Jays Miscellanea looks back at a bunch of people you may or may not recall who played for the Toronto Blue Jays. Let’s remember some guys!

 

One need not squint hard to see “Hall of Fame” in Dave Parker’s numbers. This fearsome Pirates slugger was so much more than simply a larger-than-life bopper. An excellent right fielder with a cannon arm, Parker was a “pure” hitter with a lot of black ink all over his Baseball Reference page. Parker, known as “Cobra,” was a seven-time All Star, 1978 NL MVP (with an additional four top-five finishes in MVP voting), winner of the 1977 and 1978 NL batting titles, and a two time World Series winner, once in 1979 with the Pirates, and again in 1989 with the Athletics.

 

Perhaps unbeknownst to most baseball fans, Parker also rounded out the last few weeks of his magnificent 19-year journey as a professional ball player in Toronto.

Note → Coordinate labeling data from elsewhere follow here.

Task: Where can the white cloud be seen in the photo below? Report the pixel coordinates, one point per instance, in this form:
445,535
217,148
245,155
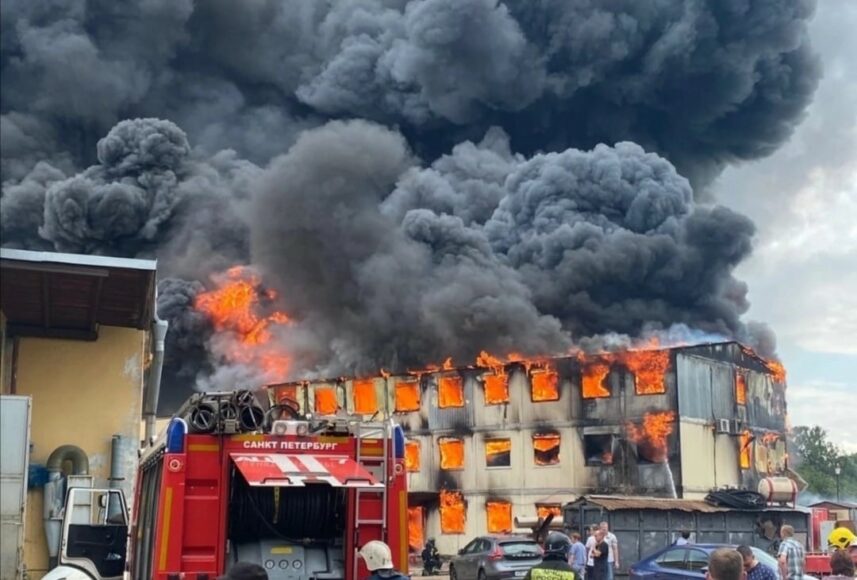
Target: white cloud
832,406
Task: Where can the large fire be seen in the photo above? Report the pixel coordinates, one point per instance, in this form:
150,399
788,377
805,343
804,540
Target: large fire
451,453
453,512
499,515
651,436
234,307
649,368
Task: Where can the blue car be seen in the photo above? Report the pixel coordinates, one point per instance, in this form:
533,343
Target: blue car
688,562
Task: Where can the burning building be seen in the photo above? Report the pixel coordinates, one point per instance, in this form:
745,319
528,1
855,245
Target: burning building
501,440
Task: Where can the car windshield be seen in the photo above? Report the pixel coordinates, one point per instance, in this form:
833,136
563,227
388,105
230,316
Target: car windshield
520,549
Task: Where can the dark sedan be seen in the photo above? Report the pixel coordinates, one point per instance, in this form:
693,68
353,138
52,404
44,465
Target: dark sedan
686,562
495,558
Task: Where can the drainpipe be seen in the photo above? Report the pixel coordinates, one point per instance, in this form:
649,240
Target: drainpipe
153,386
54,492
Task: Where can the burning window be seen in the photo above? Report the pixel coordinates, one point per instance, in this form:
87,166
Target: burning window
592,380
452,512
652,435
649,368
546,448
598,449
365,397
499,514
545,509
545,385
451,453
740,388
450,392
407,396
415,528
744,456
496,388
325,401
498,452
412,455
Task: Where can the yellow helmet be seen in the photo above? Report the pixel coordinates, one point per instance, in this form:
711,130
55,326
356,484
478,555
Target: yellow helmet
841,538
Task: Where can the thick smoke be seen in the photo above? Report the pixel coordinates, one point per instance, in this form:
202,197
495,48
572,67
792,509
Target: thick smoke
535,193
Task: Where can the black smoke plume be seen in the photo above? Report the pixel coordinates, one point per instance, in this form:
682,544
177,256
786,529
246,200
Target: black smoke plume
530,196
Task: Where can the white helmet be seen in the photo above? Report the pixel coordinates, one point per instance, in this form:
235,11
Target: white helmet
377,556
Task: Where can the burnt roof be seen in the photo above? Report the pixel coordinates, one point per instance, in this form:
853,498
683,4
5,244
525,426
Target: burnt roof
58,295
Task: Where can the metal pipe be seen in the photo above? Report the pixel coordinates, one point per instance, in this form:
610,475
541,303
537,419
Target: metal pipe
153,386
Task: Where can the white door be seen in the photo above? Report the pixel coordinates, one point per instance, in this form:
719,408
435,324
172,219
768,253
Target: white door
14,463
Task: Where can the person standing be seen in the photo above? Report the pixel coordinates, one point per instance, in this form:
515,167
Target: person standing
555,565
791,556
613,553
578,556
755,570
600,555
725,564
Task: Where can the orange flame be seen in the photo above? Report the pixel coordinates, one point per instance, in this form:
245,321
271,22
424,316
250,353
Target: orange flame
451,453
545,384
453,513
325,401
412,455
499,514
407,396
544,510
651,436
649,368
777,370
546,448
450,392
740,388
592,379
233,307
415,528
365,397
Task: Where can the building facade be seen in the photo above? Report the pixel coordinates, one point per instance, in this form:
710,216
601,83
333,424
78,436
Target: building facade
500,441
77,342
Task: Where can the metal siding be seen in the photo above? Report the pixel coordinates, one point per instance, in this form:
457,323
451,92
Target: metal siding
14,460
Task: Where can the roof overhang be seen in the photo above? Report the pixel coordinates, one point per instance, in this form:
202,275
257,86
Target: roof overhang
55,295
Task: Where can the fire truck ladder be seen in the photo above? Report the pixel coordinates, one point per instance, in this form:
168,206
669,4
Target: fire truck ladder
372,431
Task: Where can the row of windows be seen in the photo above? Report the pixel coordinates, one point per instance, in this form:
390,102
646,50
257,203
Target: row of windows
499,517
544,387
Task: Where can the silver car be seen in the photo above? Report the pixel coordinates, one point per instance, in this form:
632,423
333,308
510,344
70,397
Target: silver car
495,558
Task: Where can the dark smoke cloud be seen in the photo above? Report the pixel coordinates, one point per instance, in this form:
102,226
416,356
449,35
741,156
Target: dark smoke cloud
530,197
702,82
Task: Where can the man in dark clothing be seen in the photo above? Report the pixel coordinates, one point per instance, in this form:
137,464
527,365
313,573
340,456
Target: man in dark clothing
554,565
755,570
245,571
600,553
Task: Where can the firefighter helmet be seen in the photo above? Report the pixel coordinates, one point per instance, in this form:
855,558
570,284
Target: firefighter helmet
377,556
841,538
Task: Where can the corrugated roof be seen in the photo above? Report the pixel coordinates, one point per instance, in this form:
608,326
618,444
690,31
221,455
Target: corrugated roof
67,295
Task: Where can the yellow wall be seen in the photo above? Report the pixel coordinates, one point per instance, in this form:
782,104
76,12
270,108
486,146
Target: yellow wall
83,393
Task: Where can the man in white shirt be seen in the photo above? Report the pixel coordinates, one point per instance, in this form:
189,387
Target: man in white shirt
613,554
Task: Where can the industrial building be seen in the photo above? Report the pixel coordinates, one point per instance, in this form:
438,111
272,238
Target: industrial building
497,442
79,368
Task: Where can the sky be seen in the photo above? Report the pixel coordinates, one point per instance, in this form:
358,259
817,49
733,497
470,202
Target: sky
803,272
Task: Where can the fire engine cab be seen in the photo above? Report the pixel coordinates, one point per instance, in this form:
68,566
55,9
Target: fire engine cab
228,481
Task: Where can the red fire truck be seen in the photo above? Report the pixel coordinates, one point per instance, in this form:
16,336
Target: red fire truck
298,495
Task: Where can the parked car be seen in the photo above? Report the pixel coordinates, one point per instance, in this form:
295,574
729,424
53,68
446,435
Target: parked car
688,562
495,558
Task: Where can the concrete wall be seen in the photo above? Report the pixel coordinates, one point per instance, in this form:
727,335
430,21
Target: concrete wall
83,393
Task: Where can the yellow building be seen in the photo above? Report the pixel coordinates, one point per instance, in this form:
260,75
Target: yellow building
80,338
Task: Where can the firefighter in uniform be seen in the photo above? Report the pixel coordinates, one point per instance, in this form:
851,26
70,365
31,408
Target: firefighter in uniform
555,565
379,561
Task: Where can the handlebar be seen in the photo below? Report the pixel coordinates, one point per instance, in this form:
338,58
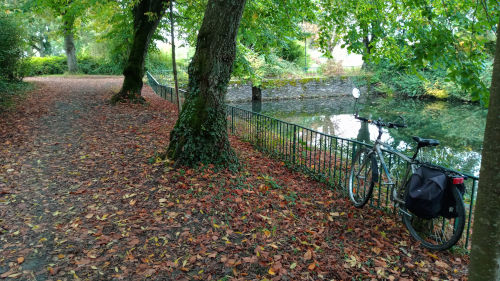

At 40 years old, having spent a dismal five months with the Angels, Parker was a shadow of his former self. The Angels released him in September and the Jays signed him seven days later, wrapping his final season slashing a better-than-respectable .333/.400/.444 for a 130 OPS+ over 40 plate appearances in Toronto. Unfortunately, as he was signed in September, Parker was not allowed to join the Blue Jays’ playoff roster for their drubbing at the hands of Rickey Henderson and the Oakland Athletics in the ALCS.

 

Parker had an excellent, though at times complicated, career. He amassed 339 home runs and 2,712 hits, with a 121 career OPS+ and a .290 career batting average. From his rookie year in 1973 through the Pirates World Series championship in 1979, he was clearly one of the best baseball players on the planet. However, after he negotiated with the Pirates for, at the time, the most lucrative contract in baseball history, injuries and dips in production through the early 1980s made him a target of Pirates fans’ vitriol. The hard feelings manifested in a 1980 incident in which a Pirates fan threw a 9-volt battery at him. (An admission to using cocaine through the late 70s/early 80s at the Pittsburgh drug trials later in the decade further exacerbated his strained relationship with the Pirates faithful). Parker was picked up in free agency by the Reds before the 1984 season, and he thrived in Cincinnati. He registered two of his best seasons in 1985 and 1986, regaining his status as an All-Star. He was then traded to the Athletics before the 1988 season, where he played two good seasons, mostly as a designated hitter. Parker signed as a free agent with Milwaukee for the 1990 season, posting excellent numbers, and representing the Brewers at that year’s All-Star Game. In the off-season, he was dealt to the Angels for Dante Bichette, and finished 1991 with Toronto.

 

Throughout their history, the Blue Jays have enjoyed short stints from some of the game’s most outstanding players; Rickey Henderson, Dave Winfield, and Jack Morris’s stops in Toronto are well-remembered and well-celebrated. Dave Parker’s brief but successful tenure with the Blue Jays is neither widely remembered nor celebrated, but for one month in 1991, Jays fans got to root for one of baseball’s very best.